Dominica’s prices are crazy
Even after converting the prices from Eastern Caribbean Dollars to US Dollars, almost everything is still incredibly expensive. According to the website xpatulator.com, which compares cost of living for numerous locations, Roseau is 31.8% more expensive than Montevideo for groceries, 26.8% more expensive for household costs than Durban, and -1.6% cheaper for transport costs than Athens.
Xpatulator has compared Roseau local prices to the international average in USD, as follows:
- Alcohol (where available) & Tobacco: Very High
- Clothing: Average
- Communication: High
- Education: Low
- Furniture & Appliances: Very High
- Groceries: Very High
- Healthcare: Average
- Household Accommodation: Very High
- Miscellaneous: Average
- Personal Care: High
- Recreation & Culture: High
- Restaurants Meals Out and Hotels: Average
- Transport: Average
With prices like those, it’s no wonder the country’s residents often struggle to make ends meet.
How locals deal with the high prices in Dominica
On the other hand, fruit does grow abundantly on trees along countryside roads, free for the picking.

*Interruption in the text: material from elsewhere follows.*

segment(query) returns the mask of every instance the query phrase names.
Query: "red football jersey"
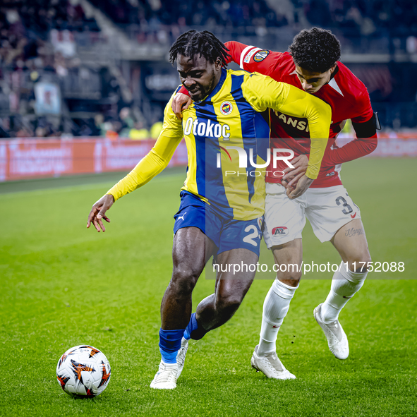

Sugar and vanilla extract are far cheaper than in the US, as is the rum ($2.64/quart!). Maybe it is best to embrace island life and live as Dominicans do, eating locally produced food, breeding their own chickens and fishing in the ocean or one of Dominica’s 365 rivers.
But that said, there’s only so much fruit one can eat, only so much rum, and fishing can quickly get tiresome. So I think anyone considering living in Dominica might want to have a high income, or eat a lot of beans and rice!